Qui non si vuole affermare che non vada premiata la ricerca di qualità e i gruppi più competitivi ma che, in un sistema a risorse decrescenti, l’introduzione di una “cieca premialità” vada di fatto a spostare risorse da quelli che vivono nelle “periferie” economiche del Paese a quelli che vivono nel “centro”. Con l’ulteriore distorsione che i più abbienti delle zone periferiche riescono comunque a migrare verso atenei di regioni e città più ricche creando così ulteriore disparità sociale e limitando ancora di più le opportunità di crescita dei territori rimasti indietro.
Secondo una recente elaborazione della Svimez, su dati 2018 del Ministero dell’Università e Ricerca, circa un ragazzo su quattro del Sud si iscrive in una Università del Centro-Nord; si tratta prevalentemente di giovani provenienti dalle famiglie più istruite e benestanti. 

Nel Paese con i tassi di partecipazione universitaria tra i più bassi d’Europa, l’unica strada di policy in prospettiva Pnrr è quella di un sostanziale rafforzamento del sistema universitario nel suo complesso. 
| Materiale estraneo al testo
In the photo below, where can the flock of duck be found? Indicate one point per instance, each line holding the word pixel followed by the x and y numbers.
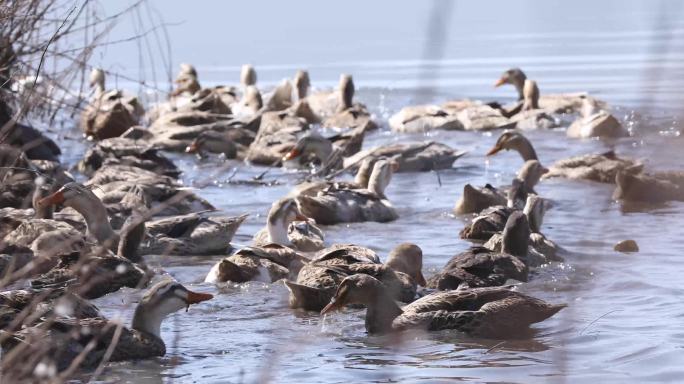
pixel 76 241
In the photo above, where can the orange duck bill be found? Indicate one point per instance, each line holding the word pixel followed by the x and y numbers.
pixel 293 154
pixel 495 149
pixel 54 199
pixel 197 297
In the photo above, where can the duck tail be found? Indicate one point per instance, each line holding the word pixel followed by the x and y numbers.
pixel 305 297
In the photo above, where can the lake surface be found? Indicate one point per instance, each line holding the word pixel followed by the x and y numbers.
pixel 625 316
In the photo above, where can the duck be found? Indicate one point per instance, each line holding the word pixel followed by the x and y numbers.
pixel 482 267
pixel 492 312
pixel 424 118
pixel 247 75
pixel 475 200
pixel 329 152
pixel 110 113
pixel 126 151
pixel 285 225
pixel 250 104
pixel 348 115
pixel 541 250
pixel 196 235
pixel 317 280
pixel 266 263
pixel 16 305
pixel 632 186
pixel 312 188
pixel 553 103
pixel 214 142
pixel 413 157
pixel 596 167
pixel 493 219
pixel 165 195
pixel 595 122
pixel 345 205
pixel 59 341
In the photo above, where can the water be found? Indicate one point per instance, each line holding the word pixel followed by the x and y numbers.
pixel 624 319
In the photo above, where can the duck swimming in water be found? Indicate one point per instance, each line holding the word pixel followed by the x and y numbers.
pixel 597 167
pixel 59 341
pixel 318 279
pixel 486 312
pixel 345 205
pixel 110 113
pixel 553 103
pixel 482 267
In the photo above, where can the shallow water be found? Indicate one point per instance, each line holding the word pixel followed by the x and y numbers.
pixel 624 320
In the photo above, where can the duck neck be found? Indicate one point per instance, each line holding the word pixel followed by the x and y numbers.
pixel 516 241
pixel 378 182
pixel 277 231
pixel 323 151
pixel 148 320
pixel 526 150
pixel 363 175
pixel 381 312
pixel 302 89
pixel 97 221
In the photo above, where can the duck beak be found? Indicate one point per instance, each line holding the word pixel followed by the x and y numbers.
pixel 293 154
pixel 495 149
pixel 54 199
pixel 300 217
pixel 197 297
pixel 332 306
pixel 192 148
pixel 420 279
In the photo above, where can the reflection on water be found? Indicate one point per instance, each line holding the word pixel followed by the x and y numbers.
pixel 624 315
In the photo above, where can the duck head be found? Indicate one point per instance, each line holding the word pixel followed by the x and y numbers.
pixel 312 143
pixel 531 172
pixel 252 98
pixel 516 235
pixel 346 92
pixel 213 142
pixel 381 176
pixel 96 80
pixel 302 83
pixel 513 140
pixel 515 77
pixel 162 299
pixel 282 213
pixel 408 258
pixel 530 95
pixel 187 70
pixel 363 173
pixel 534 211
pixel 42 190
pixel 247 75
pixel 85 202
pixel 186 83
pixel 370 292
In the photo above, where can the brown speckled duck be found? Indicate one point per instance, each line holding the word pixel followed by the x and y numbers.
pixel 481 267
pixel 474 200
pixel 317 281
pixel 345 205
pixel 111 113
pixel 486 312
pixel 597 167
pixel 58 342
pixel 285 225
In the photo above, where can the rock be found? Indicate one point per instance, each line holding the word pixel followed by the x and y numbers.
pixel 626 246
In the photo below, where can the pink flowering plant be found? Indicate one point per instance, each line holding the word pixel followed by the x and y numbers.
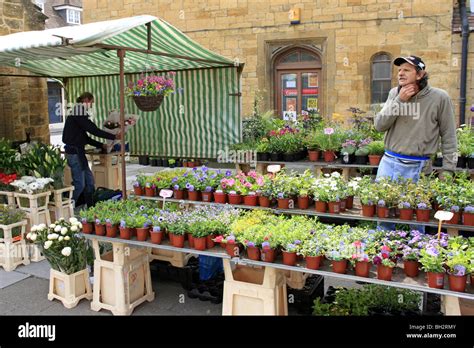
pixel 152 85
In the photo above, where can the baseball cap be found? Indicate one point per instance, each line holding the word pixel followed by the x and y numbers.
pixel 413 60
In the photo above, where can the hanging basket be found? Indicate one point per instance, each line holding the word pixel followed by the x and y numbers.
pixel 150 103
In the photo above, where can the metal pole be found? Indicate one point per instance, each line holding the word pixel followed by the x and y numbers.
pixel 121 55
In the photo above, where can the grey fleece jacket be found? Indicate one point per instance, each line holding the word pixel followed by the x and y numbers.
pixel 414 128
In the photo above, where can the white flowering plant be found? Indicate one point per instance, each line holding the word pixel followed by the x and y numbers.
pixel 61 244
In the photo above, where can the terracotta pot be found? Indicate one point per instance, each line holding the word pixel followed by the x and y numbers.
pixel 435 280
pixel 206 196
pixel 111 231
pixel 362 268
pixel 125 232
pixel 411 268
pixel 178 194
pixel 267 255
pixel 156 237
pixel 313 155
pixel 384 272
pixel 289 259
pixel 149 192
pixel 283 203
pixel 209 241
pixel 368 210
pixel 138 190
pixel 200 243
pixel 329 156
pixel 190 240
pixel 349 202
pixel 423 215
pixel 334 207
pixel 374 160
pixel 457 283
pixel 100 229
pixel 142 234
pixel 468 219
pixel 339 266
pixel 220 197
pixel 455 220
pixel 87 228
pixel 382 212
pixel 194 195
pixel 251 200
pixel 321 206
pixel 303 202
pixel 235 199
pixel 177 240
pixel 232 249
pixel 406 214
pixel 253 253
pixel 263 201
pixel 313 262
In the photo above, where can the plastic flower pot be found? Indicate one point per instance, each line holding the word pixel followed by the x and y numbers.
pixel 329 156
pixel 100 229
pixel 435 280
pixel 456 218
pixel 339 266
pixel 468 219
pixel 321 206
pixel 303 202
pixel 251 200
pixel 313 155
pixel 457 283
pixel 149 192
pixel 87 228
pixel 235 198
pixel 334 207
pixel 142 234
pixel 283 203
pixel 362 268
pixel 206 196
pixel 125 232
pixel 200 243
pixel 253 253
pixel 267 255
pixel 178 194
pixel 138 190
pixel 220 197
pixel 111 231
pixel 382 212
pixel 368 210
pixel 177 240
pixel 194 195
pixel 384 272
pixel 374 160
pixel 289 259
pixel 411 268
pixel 263 201
pixel 313 262
pixel 156 237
La ricerca di qualità, soprattutto quella di base, va premiata e finanziata ma in maniera addizionale, questa è la vera sfida per rendere più competitivo il nostro sistema. E in questo ci troviamo in perfetto accordo con l’appello che i 14 eminenti scienziati italiani hanno rivolto a Mario Draghi lo scorso 21 febbraio. Sarebbe quindi assai più utile provare a discutere di come rendere più competitivo il sistema Italia nel suo complesso piuttosto che perorare la causa di una sola parte di esso.